Android Market was designed to be the one-stop shop for all G-1 users to download applications for their mobile handsets. As such, it had a great deal in common with the Apple iTunes App Store - save for one specific feature: the ability for developers to charge for their apps. Now, even that feature will be common between the two application stores as the Android Market prepares to release support for priced applications.
Developers from the United States and the United Kingdom can begin uploading applications and pricing information in preparation for the US launch, which is scheduled to open in the middle of this week. The pricing for applications can range from $0.99 to $200.00 US or 0.50 to 100 GBP. The Market will use Google Checkout for its payment mechanism. Developers will be charged 30% of the purchase price as a transaction fee.
Based on the performance of iPhone apps, it's highly likely that we'll see more applications aiming for the lower end of that pricing spectrum than the upper end. But it will be interesting to see if any developers choose to charge a premium price - which isn't nearly as ridiculous as the App Store's $999.99 threshold - for their development efforts. Thankfully, according to the Market, "Once you've set a price for an application, you may choose to change it at any time."

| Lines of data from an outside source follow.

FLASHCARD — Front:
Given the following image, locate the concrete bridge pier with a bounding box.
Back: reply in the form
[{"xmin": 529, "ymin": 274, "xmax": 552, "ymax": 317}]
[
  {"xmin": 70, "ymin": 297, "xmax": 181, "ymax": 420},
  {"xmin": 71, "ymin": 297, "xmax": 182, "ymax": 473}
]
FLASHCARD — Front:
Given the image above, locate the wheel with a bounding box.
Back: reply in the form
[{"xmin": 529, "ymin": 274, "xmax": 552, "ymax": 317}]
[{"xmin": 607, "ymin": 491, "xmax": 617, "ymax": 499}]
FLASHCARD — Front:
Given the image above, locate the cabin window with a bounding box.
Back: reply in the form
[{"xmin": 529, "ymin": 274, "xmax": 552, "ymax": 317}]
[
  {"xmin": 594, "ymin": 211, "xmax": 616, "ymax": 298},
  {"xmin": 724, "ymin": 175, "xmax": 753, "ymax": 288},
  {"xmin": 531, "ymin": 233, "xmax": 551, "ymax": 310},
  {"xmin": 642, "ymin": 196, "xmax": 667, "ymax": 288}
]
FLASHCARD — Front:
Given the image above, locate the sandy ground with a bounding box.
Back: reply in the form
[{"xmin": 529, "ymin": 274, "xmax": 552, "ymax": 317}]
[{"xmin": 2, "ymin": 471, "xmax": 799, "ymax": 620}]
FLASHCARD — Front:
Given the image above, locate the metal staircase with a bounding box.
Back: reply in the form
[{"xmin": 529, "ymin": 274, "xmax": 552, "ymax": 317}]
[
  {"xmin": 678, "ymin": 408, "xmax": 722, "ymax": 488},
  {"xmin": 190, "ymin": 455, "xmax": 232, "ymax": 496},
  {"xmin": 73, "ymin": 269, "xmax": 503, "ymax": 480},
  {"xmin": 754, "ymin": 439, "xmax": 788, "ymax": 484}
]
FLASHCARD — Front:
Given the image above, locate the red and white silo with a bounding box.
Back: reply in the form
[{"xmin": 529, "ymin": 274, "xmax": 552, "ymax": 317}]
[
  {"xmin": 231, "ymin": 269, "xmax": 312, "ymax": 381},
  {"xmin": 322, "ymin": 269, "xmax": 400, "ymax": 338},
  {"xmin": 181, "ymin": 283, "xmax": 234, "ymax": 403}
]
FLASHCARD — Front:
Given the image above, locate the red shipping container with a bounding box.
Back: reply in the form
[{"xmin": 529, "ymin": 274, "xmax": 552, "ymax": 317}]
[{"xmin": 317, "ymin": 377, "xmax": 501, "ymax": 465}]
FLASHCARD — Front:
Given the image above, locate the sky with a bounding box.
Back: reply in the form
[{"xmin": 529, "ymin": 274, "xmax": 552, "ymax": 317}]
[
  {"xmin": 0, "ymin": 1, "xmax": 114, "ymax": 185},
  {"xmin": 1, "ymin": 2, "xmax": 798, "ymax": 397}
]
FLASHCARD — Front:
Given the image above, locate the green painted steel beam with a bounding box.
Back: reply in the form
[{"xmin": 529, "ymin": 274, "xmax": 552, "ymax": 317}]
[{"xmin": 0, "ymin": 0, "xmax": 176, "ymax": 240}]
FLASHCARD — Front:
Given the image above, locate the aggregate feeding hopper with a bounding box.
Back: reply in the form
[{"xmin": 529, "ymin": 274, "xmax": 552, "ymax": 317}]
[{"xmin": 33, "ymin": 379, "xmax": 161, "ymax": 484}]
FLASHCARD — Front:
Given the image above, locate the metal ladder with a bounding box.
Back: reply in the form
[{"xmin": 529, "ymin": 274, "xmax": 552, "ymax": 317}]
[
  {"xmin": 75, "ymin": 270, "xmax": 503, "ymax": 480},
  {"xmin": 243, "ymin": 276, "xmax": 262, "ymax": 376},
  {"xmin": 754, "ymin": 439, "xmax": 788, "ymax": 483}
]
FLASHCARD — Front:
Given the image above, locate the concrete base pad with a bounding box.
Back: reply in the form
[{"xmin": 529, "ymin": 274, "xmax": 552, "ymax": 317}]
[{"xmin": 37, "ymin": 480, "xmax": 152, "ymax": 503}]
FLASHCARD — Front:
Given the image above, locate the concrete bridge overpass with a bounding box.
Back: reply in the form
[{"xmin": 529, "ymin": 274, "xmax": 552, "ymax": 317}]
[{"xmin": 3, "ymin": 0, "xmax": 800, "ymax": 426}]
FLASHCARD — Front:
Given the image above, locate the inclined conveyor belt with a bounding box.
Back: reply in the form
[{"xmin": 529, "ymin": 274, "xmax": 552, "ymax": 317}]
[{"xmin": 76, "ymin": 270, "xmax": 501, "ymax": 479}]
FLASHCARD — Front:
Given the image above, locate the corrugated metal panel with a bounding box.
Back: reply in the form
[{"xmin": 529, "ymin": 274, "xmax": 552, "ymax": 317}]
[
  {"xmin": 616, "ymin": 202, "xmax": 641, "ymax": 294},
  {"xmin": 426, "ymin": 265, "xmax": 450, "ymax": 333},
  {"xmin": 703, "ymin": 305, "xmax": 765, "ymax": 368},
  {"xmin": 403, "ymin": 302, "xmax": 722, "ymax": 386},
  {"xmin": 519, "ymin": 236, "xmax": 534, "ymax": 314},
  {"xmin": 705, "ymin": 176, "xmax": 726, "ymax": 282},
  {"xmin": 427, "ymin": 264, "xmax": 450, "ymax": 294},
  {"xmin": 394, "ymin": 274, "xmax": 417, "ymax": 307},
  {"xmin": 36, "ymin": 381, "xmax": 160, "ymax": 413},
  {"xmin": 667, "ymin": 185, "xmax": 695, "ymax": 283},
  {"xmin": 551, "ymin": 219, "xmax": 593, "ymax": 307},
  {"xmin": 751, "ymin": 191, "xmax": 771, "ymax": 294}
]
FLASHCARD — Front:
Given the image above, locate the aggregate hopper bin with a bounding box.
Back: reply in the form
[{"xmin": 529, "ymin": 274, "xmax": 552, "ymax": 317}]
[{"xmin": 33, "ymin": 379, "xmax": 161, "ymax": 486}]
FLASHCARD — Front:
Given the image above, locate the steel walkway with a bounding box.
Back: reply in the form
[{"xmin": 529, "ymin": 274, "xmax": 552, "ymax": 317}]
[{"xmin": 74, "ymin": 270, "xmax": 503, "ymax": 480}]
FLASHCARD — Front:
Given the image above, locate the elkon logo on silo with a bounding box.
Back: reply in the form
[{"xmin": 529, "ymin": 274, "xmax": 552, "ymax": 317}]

The option of listing priced applications is currently only available to developers in the US and the UK. However, developers from Germany, Austria, Netherlands, France, and Spain are slated to be allowed access to sell applications before April 2009. The Android Market hints at additional countries being added before the end of Q1, as well.
In related news, Australia developers just gained the opportunity to upload free applications. Singapore developers will soon have similar options.